Some readers might wonder whether the history of mass incarceration could really be so unyielding; historians rarely write with so much conviction about change over time anymore. But Hinton’s documentation is thorough and compelling. As the chapters unfold, she makes clear that, between the late 1960s and early 1980s, the federal government slowly built a trap, creating the conditions for the mass incarceration of black youth with which are now so familiar.
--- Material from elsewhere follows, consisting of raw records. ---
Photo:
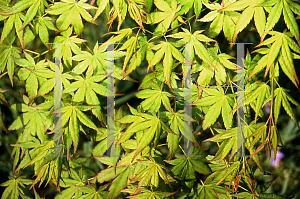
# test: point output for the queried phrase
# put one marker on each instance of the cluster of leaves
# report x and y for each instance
(139, 169)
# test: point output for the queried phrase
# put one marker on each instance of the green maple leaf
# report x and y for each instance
(151, 173)
(68, 45)
(250, 9)
(135, 119)
(196, 46)
(35, 6)
(282, 97)
(90, 191)
(154, 98)
(136, 48)
(176, 122)
(278, 52)
(41, 26)
(33, 119)
(229, 138)
(94, 63)
(7, 54)
(168, 51)
(168, 15)
(67, 8)
(188, 4)
(222, 20)
(120, 179)
(35, 74)
(209, 190)
(150, 125)
(72, 115)
(74, 186)
(285, 7)
(219, 62)
(186, 167)
(145, 193)
(257, 95)
(158, 78)
(217, 100)
(15, 187)
(86, 89)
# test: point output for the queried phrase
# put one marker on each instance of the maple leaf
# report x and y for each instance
(73, 8)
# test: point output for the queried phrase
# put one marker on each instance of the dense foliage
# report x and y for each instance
(149, 139)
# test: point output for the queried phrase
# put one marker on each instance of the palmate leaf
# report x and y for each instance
(151, 173)
(73, 185)
(33, 119)
(150, 125)
(120, 179)
(34, 6)
(168, 15)
(72, 116)
(158, 78)
(197, 47)
(35, 74)
(285, 7)
(168, 51)
(220, 62)
(154, 98)
(120, 9)
(67, 8)
(93, 63)
(15, 187)
(185, 169)
(7, 54)
(187, 5)
(68, 45)
(257, 95)
(281, 98)
(229, 138)
(176, 122)
(145, 193)
(225, 20)
(279, 51)
(41, 26)
(251, 9)
(217, 100)
(136, 48)
(13, 25)
(209, 190)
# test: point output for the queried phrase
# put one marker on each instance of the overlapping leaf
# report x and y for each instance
(222, 20)
(167, 16)
(168, 51)
(67, 8)
(217, 100)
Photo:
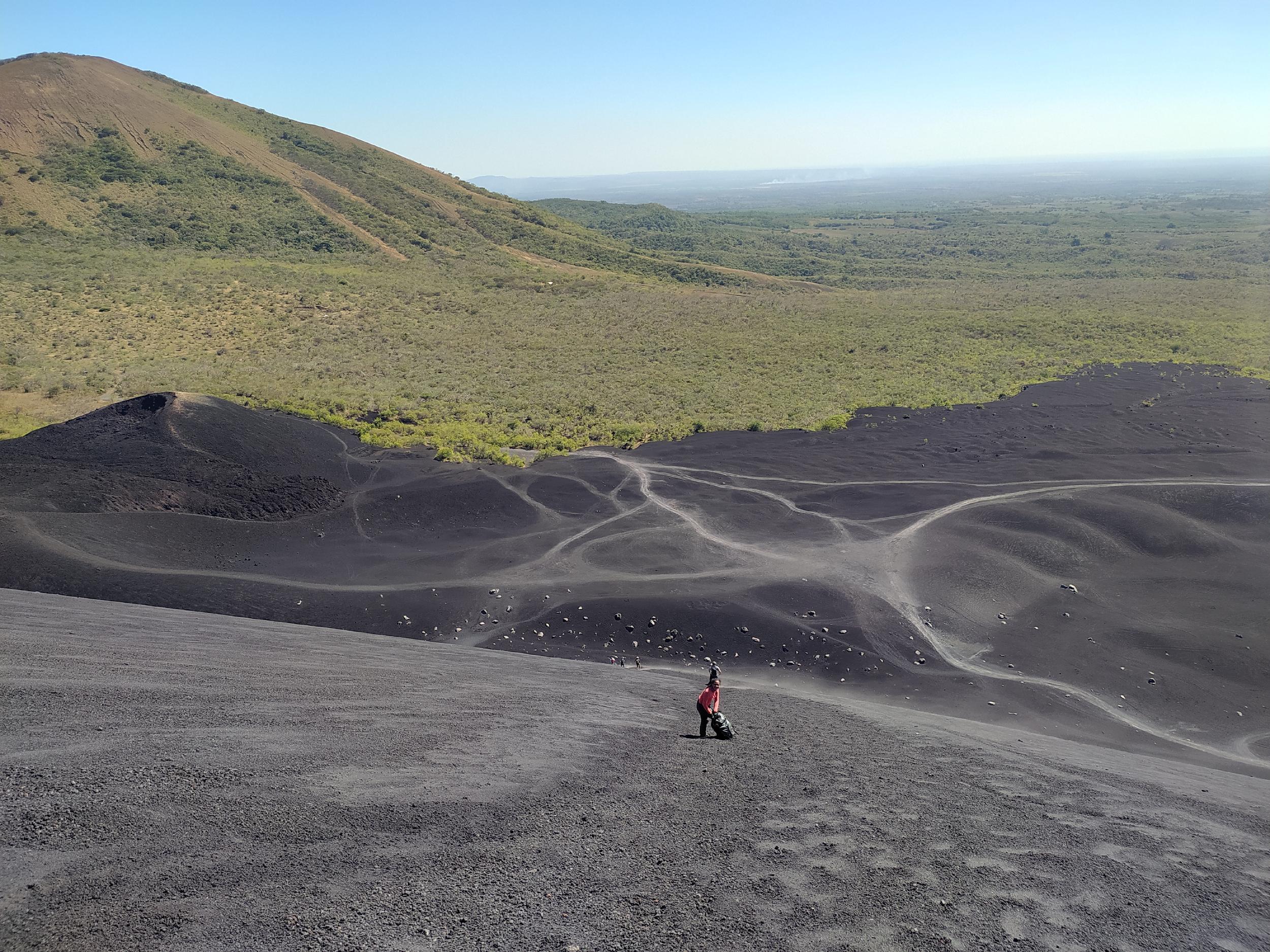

Many will be quick to note that Hinton’s conclusion is not a new one. Michelle Alexander, for example, has already detailed how the architecture of the U.S. criminal justice system bears down on young African Americans, especially in urban centers. As another reviewer has written, Hinton’s book often reads like the prehistory to Alexander’s The New Jim Crow, excavating how contemporary patterns of incarceration originated in the 1960s. And like Naomi Murakawa, author of The First Civil Right: How Liberals Built Prison America (2014), Hinton dispels myths of mass incarceration as a strictly conservative agenda, demonstrating how liberals too have invested in punitive social policies. Still, Hinton’s book is a revelation and a must-read for the depths of evidence it marshals to document the persistent and active role the federal government plays in the rise of mass incarceration.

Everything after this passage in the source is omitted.